As soon as you start to design machine learning models, you will have to face the delicate problem of balance in the adjustment of bias and variance . Finding that famous balance is the main ingredient of a good model.
Unfortunately, there is no magic recipe. Knowledge, experience and even intuition will help you in this difficult – but oh so exciting – task! That said, I will not focus on the methods of adjusting these two essential indicators in this article but rather on their meaning.
So … compromise or dilemma between these two essential indicators? first of all, what it is about exactly ?
What is bias?
Bias is measuring the error. When we create Machine Learning Models we are not looking for a rule that will answer 100% exactly to a given problem. In any case, finding such a rule is illusory because the data that feeds the models are not completely exact either.
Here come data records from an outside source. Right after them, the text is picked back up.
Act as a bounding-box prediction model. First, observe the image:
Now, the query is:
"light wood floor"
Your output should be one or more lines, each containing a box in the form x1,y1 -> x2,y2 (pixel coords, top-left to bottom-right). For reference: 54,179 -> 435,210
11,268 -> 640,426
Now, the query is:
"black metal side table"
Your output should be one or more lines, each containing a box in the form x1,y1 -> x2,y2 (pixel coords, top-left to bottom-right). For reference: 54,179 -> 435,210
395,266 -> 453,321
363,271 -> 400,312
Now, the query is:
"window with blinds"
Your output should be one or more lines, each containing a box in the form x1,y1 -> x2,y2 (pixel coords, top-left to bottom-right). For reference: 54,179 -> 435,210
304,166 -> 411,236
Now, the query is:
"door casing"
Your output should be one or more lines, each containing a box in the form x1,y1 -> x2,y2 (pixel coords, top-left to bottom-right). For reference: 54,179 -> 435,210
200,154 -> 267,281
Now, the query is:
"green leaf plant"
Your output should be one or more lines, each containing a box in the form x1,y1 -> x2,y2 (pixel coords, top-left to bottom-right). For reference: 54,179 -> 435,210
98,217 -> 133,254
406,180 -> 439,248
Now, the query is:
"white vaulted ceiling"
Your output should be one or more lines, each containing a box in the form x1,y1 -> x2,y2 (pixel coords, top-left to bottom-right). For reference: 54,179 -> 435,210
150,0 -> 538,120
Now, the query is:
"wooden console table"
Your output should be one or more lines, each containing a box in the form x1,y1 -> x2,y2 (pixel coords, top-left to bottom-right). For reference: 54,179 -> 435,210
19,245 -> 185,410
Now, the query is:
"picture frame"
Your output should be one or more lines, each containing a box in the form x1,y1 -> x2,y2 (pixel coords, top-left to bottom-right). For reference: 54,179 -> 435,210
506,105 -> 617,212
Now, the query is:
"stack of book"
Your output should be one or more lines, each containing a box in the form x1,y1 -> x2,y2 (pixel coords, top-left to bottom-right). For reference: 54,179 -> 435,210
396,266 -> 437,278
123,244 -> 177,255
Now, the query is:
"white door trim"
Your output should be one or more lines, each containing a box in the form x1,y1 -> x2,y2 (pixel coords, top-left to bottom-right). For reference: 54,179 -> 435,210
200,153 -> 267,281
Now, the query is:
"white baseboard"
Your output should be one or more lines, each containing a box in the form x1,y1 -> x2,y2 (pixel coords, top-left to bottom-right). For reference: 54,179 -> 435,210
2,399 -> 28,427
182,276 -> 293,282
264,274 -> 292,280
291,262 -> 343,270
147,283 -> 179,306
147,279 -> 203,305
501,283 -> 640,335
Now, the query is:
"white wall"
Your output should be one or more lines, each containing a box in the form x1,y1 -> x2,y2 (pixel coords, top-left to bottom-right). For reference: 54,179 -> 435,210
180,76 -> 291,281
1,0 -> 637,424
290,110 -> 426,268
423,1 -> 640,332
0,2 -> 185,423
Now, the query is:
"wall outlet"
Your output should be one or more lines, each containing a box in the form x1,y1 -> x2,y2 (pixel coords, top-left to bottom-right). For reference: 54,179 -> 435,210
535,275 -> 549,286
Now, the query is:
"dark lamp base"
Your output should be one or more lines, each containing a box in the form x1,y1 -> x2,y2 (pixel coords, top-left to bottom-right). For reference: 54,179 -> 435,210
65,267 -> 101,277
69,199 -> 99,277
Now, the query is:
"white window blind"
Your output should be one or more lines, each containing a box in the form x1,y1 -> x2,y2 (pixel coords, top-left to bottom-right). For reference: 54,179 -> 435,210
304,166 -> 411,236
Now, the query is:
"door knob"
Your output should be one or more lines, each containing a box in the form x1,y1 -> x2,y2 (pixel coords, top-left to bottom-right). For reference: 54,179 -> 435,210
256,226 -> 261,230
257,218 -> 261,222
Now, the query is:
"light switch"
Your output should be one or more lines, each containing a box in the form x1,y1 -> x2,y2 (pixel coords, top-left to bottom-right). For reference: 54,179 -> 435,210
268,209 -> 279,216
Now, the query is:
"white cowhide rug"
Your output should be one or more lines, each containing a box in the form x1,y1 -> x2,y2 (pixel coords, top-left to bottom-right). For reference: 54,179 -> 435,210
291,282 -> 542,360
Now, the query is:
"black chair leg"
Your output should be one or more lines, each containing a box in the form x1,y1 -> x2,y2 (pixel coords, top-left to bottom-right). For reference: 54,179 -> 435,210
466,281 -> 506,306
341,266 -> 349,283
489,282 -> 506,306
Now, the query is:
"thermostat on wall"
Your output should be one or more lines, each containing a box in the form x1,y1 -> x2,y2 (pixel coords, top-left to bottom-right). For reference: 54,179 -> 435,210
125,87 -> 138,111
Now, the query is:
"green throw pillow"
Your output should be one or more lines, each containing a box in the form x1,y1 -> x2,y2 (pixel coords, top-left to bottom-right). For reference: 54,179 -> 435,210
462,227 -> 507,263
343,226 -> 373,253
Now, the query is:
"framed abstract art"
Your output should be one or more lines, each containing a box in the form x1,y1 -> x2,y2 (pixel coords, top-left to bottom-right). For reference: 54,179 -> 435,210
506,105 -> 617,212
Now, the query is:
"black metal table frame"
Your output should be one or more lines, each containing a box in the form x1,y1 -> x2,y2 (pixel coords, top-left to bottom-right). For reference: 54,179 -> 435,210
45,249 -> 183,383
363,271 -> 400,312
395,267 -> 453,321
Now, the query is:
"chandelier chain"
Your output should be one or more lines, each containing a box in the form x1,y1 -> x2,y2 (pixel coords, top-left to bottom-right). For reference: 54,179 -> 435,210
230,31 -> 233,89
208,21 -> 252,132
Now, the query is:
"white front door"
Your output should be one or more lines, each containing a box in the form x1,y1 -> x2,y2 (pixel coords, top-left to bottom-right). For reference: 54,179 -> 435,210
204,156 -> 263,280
In brief, learning from experience is therefore done by the gradual adjustment of a (supervised) model. And the fit of this model is itself achieved by minimizing the error between what the model can produce relative to the real and seen value.
To illustrate my point, I like to use the image of a target in archery:
Just suppose you are shooting with your bow) an arrow and there is a fair amount of wind. However, you are safe (under a roof) and you have not felt this wind. So, you make your shots, and surprise, they are all staggered like in the image above to the right.
Well, this wind parameter that you did not take into account during your shots is your bias. And this bias causes an annoying shift in your result.
Okay, but what about the bias in machine learning?
In the world of Machine Learning, we are constantly calculating and comparing errors (how to do a gradient descent otherwise?), We are above all always looking to minimize it as much as possible (even if it is sometimes not the right thing to do? as we will see below).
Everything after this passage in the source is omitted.